Олег, довольный, засмеялся. И тут только заметил дочь:
– А это что ещё за зрительница?
Оля уже давненько стояла на пороге, тараща заспанные глазёнки на родителей. Поняв, что папка обращается, наконец, к ней, сипловато осведомилась:
– Бульку дась?
– Вот эта дама не застесняется при любой погоде, – одобрительно сказал отец, доставая из кармана изюмный рогалик – любимое лакомство дочки. Порвал пакетик, вынул.
– На, держи.
Олины глазки тут же прояснились, пухленькие пальчики – все десять – вцепились в булку. Когда Светлана спохватилась:
– А «спасибо» где? – ротик девочки был набит столь плотно, что пришлось ограничиться примитивной нотацией.
А Олег во время «воспитательного момента» уже прошёл в кухню. Лиля неподвижно стояла к нему спиной у тёмно-синего окна, в котором ярким пятном отражалась люстра, и смотрела на неясные тени и силуэты вечерней зимней улицы. Брат осторожно развернул её за плечи. С выражением грустной ласковости заглянул в потупленные глаза.
– Ну же, сестрёночка, встряхнись. Вот увидишь, всё будет хорошо. И нас прости, мы больше так не будем.

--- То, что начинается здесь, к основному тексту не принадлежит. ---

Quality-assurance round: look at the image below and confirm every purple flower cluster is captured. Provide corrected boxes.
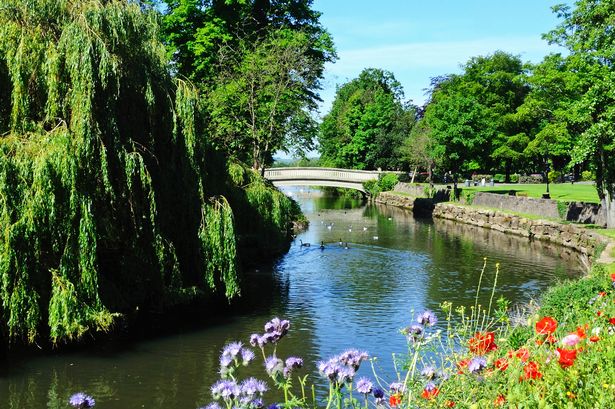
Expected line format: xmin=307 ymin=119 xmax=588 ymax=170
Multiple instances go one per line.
xmin=389 ymin=382 xmax=406 ymax=394
xmin=209 ymin=378 xmax=268 ymax=409
xmin=468 ymin=356 xmax=487 ymax=373
xmin=283 ymin=356 xmax=303 ymax=379
xmin=357 ymin=378 xmax=374 ymax=395
xmin=250 ymin=317 xmax=290 ymax=348
xmin=421 ymin=365 xmax=438 ymax=379
xmin=318 ymin=349 xmax=369 ymax=385
xmin=416 ymin=310 xmax=438 ymax=327
xmin=68 ymin=392 xmax=96 ymax=409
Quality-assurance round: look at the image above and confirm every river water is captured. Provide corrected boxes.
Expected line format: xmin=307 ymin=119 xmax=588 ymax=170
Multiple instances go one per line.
xmin=0 ymin=189 xmax=583 ymax=409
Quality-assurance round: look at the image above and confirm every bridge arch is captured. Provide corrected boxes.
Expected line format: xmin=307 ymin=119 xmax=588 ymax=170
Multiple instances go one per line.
xmin=265 ymin=167 xmax=382 ymax=194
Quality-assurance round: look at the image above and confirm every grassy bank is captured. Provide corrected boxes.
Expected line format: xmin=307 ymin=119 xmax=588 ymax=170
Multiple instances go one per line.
xmin=459 ymin=183 xmax=600 ymax=203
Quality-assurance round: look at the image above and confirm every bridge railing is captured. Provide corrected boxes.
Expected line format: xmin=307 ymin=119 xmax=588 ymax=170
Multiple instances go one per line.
xmin=265 ymin=168 xmax=382 ymax=182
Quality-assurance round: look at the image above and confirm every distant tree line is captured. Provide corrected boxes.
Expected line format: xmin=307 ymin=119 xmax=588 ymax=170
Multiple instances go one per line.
xmin=319 ymin=0 xmax=615 ymax=226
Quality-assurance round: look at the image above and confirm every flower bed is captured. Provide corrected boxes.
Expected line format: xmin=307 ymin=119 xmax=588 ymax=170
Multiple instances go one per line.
xmin=70 ymin=267 xmax=615 ymax=409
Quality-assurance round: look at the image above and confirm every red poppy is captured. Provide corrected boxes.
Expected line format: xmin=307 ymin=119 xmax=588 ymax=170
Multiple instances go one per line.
xmin=523 ymin=361 xmax=542 ymax=379
xmin=389 ymin=393 xmax=401 ymax=408
xmin=421 ymin=388 xmax=440 ymax=400
xmin=536 ymin=317 xmax=557 ymax=335
xmin=494 ymin=358 xmax=508 ymax=371
xmin=508 ymin=348 xmax=530 ymax=362
xmin=557 ymin=348 xmax=577 ymax=368
xmin=470 ymin=332 xmax=498 ymax=355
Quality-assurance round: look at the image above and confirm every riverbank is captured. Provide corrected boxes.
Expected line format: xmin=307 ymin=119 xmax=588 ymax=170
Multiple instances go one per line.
xmin=375 ymin=183 xmax=615 ymax=264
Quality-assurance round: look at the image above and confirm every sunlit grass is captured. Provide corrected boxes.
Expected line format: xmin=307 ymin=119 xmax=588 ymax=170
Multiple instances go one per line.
xmin=459 ymin=183 xmax=600 ymax=203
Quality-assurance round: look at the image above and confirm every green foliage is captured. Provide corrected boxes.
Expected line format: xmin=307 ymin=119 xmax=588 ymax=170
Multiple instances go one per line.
xmin=318 ymin=69 xmax=416 ymax=169
xmin=153 ymin=0 xmax=336 ymax=170
xmin=547 ymin=170 xmax=563 ymax=183
xmin=581 ymin=170 xmax=596 ymax=180
xmin=425 ymin=51 xmax=529 ymax=173
xmin=378 ymin=173 xmax=399 ymax=192
xmin=363 ymin=173 xmax=399 ymax=197
xmin=0 ymin=0 xmax=300 ymax=343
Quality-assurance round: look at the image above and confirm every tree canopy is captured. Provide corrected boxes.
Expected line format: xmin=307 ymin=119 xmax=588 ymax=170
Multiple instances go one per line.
xmin=318 ymin=68 xmax=416 ymax=169
xmin=0 ymin=0 xmax=296 ymax=343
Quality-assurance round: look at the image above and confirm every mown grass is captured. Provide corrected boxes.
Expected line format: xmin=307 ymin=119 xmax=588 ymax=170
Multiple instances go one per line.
xmin=459 ymin=183 xmax=600 ymax=203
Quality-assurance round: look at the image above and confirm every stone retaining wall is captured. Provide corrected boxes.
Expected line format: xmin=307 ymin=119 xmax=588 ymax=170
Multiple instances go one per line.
xmin=433 ymin=203 xmax=609 ymax=257
xmin=461 ymin=192 xmax=606 ymax=226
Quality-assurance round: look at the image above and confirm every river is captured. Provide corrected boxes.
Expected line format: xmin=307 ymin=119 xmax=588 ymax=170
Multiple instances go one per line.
xmin=0 ymin=189 xmax=583 ymax=409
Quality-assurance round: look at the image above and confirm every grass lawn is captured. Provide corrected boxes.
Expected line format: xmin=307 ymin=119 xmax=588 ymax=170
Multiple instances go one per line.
xmin=459 ymin=183 xmax=600 ymax=203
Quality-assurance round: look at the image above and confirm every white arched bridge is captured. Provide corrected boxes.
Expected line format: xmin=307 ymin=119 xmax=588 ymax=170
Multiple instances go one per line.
xmin=265 ymin=168 xmax=390 ymax=193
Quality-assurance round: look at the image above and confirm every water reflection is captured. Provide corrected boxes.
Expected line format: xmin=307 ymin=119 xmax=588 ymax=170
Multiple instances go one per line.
xmin=0 ymin=191 xmax=583 ymax=409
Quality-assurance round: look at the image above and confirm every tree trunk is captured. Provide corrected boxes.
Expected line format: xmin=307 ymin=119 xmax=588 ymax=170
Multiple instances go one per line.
xmin=602 ymin=191 xmax=615 ymax=229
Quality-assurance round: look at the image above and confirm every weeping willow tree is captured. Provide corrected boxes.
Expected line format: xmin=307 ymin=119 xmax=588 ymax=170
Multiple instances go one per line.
xmin=0 ymin=0 xmax=276 ymax=343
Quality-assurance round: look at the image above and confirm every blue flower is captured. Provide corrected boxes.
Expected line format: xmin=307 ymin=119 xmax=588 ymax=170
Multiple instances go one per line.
xmin=265 ymin=356 xmax=284 ymax=378
xmin=68 ymin=392 xmax=96 ymax=409
xmin=416 ymin=310 xmax=438 ymax=326
xmin=338 ymin=349 xmax=369 ymax=371
xmin=421 ymin=365 xmax=437 ymax=379
xmin=357 ymin=378 xmax=374 ymax=395
xmin=241 ymin=348 xmax=254 ymax=366
xmin=240 ymin=378 xmax=267 ymax=400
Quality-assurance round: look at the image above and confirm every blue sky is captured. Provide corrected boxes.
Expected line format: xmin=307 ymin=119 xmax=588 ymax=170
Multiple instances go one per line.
xmin=313 ymin=0 xmax=570 ymax=111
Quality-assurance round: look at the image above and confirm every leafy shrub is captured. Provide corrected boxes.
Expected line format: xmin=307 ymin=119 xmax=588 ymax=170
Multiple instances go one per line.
xmin=549 ymin=170 xmax=562 ymax=183
xmin=581 ymin=170 xmax=596 ymax=180
xmin=363 ymin=179 xmax=380 ymax=197
xmin=519 ymin=173 xmax=544 ymax=183
xmin=493 ymin=173 xmax=506 ymax=183
xmin=472 ymin=175 xmax=492 ymax=183
xmin=378 ymin=173 xmax=399 ymax=192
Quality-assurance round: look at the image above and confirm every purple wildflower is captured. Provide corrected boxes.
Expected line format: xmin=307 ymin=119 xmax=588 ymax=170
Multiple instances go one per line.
xmin=241 ymin=378 xmax=267 ymax=400
xmin=241 ymin=348 xmax=254 ymax=366
xmin=468 ymin=356 xmax=487 ymax=373
xmin=416 ymin=310 xmax=438 ymax=327
xmin=250 ymin=334 xmax=267 ymax=348
xmin=421 ymin=365 xmax=437 ymax=379
xmin=199 ymin=402 xmax=222 ymax=409
xmin=211 ymin=380 xmax=241 ymax=400
xmin=250 ymin=398 xmax=265 ymax=409
xmin=265 ymin=356 xmax=284 ymax=378
xmin=339 ymin=349 xmax=369 ymax=371
xmin=222 ymin=342 xmax=243 ymax=359
xmin=68 ymin=392 xmax=96 ymax=409
xmin=357 ymin=378 xmax=374 ymax=395
xmin=372 ymin=388 xmax=384 ymax=406
xmin=220 ymin=355 xmax=233 ymax=368
xmin=263 ymin=317 xmax=290 ymax=344
xmin=425 ymin=382 xmax=436 ymax=392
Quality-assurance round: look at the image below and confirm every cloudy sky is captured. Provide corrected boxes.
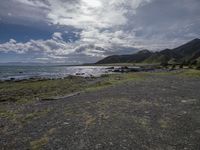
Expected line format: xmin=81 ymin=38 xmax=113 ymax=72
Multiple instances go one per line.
xmin=0 ymin=0 xmax=200 ymax=64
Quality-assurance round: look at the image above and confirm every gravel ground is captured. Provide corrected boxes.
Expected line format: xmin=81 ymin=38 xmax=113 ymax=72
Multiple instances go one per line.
xmin=0 ymin=75 xmax=200 ymax=150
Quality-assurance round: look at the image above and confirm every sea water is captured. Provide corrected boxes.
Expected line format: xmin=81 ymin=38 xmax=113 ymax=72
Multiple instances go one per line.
xmin=0 ymin=66 xmax=109 ymax=80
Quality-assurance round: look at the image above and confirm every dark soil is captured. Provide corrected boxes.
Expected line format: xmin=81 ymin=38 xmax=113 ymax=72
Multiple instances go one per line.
xmin=0 ymin=75 xmax=200 ymax=150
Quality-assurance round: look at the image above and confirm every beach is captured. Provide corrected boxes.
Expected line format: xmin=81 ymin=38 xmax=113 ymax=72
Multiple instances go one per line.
xmin=0 ymin=70 xmax=200 ymax=150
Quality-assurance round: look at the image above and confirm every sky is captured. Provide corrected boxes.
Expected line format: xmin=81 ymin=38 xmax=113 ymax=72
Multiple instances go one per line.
xmin=0 ymin=0 xmax=200 ymax=64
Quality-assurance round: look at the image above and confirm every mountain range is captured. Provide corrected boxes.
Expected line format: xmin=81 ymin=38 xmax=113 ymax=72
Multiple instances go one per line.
xmin=96 ymin=39 xmax=200 ymax=64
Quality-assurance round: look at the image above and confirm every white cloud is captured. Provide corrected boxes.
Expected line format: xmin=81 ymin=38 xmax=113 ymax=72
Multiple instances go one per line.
xmin=0 ymin=0 xmax=200 ymax=61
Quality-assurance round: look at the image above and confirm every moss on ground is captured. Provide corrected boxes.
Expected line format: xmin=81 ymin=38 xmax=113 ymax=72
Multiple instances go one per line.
xmin=0 ymin=73 xmax=143 ymax=104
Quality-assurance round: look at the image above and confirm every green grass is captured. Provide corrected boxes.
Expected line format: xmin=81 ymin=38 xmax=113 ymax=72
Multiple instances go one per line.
xmin=0 ymin=73 xmax=143 ymax=104
xmin=181 ymin=69 xmax=200 ymax=78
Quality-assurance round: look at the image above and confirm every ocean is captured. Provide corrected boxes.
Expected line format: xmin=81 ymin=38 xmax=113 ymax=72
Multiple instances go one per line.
xmin=0 ymin=66 xmax=109 ymax=81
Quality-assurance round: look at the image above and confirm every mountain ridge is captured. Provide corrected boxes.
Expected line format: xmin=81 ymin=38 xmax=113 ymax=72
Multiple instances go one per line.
xmin=96 ymin=38 xmax=200 ymax=64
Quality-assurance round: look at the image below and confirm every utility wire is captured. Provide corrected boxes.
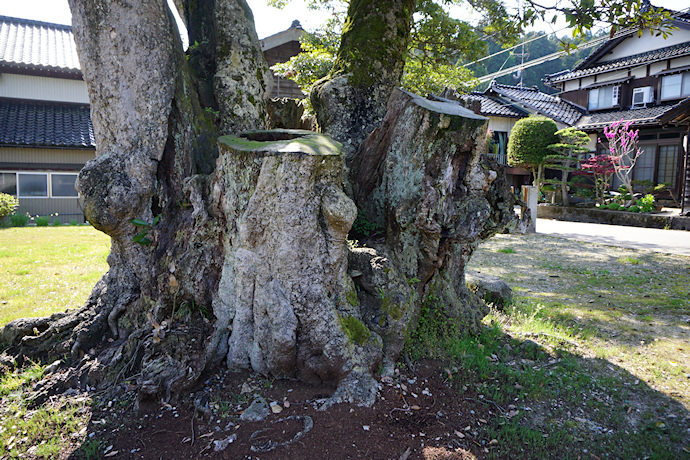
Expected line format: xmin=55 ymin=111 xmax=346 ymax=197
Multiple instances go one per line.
xmin=467 ymin=4 xmax=690 ymax=83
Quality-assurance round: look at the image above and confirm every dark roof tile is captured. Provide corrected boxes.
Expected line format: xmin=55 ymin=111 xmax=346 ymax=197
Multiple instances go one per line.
xmin=0 ymin=16 xmax=81 ymax=74
xmin=460 ymin=92 xmax=529 ymax=118
xmin=486 ymin=82 xmax=584 ymax=126
xmin=0 ymin=99 xmax=96 ymax=148
xmin=544 ymin=42 xmax=690 ymax=84
xmin=575 ymin=99 xmax=687 ymax=130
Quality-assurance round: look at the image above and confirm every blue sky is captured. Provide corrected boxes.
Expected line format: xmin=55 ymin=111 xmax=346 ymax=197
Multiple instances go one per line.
xmin=0 ymin=0 xmax=690 ymax=38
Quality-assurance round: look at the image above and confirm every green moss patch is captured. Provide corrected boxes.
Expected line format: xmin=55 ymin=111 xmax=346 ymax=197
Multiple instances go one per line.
xmin=339 ymin=316 xmax=371 ymax=345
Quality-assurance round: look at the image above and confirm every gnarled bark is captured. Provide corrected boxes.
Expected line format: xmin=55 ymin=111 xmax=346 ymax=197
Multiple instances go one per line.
xmin=310 ymin=0 xmax=415 ymax=157
xmin=0 ymin=0 xmax=512 ymax=406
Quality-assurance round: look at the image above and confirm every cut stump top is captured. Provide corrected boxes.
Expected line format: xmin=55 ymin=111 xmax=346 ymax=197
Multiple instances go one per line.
xmin=218 ymin=129 xmax=342 ymax=156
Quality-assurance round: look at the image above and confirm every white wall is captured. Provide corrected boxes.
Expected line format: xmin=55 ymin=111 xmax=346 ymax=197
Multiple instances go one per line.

Застывшее личико не отозвалось на шутку. Олегу стало как-то не по себе. «Права Светлана, совсем о девчонке не думаем». Прижал к широкой груди родного, несчастного сейчас человечка. Погладил по щеке. Пальцы стали мокрыми…
Глава 8. В армии
Служилось Павлу, как и предрекал Олег, очень нелегко. Особенно первые месяцы. Здесь его «учёность» была огромным минусом. Плюсом – физическая подготовленность и «стойкость оловянного солдатика». Не раз, хрипло дыша, утирался рукавом, размазывая и сплёвывая «томатный сок», которым вволю «поили» «салаг». И за горящий ненавистью взгляд исподлобья ему «добавляли» чаще, чем другим. Молчаливый, наученный жизнью быть равнодушным, пожилой фельдшер сам отыскивал и порой приволакивал на себе в «лазарет» постоянного «клиента». Знала бы Лиля, отчего так странно выглядят получаемые ею послания… Неровность почерка списывала на нехватку времени и усталость. Как и путаные порой фразы. Но почему листы всегда какие-то помятые? – Да потому что ночью, почти без света писал, урывками, а потом прятал – то в сапог, то под рубаху, чтоб не испоганились чужим – ни глазом, ни рукой, ни понятием. Вот почему Лиле всегда казалось, что письма пахнут Павлом. И при чтении всегда звучал его голос – он говорил с ней, и улыбался, и даже, кажется, прикасался дыханием к щеке…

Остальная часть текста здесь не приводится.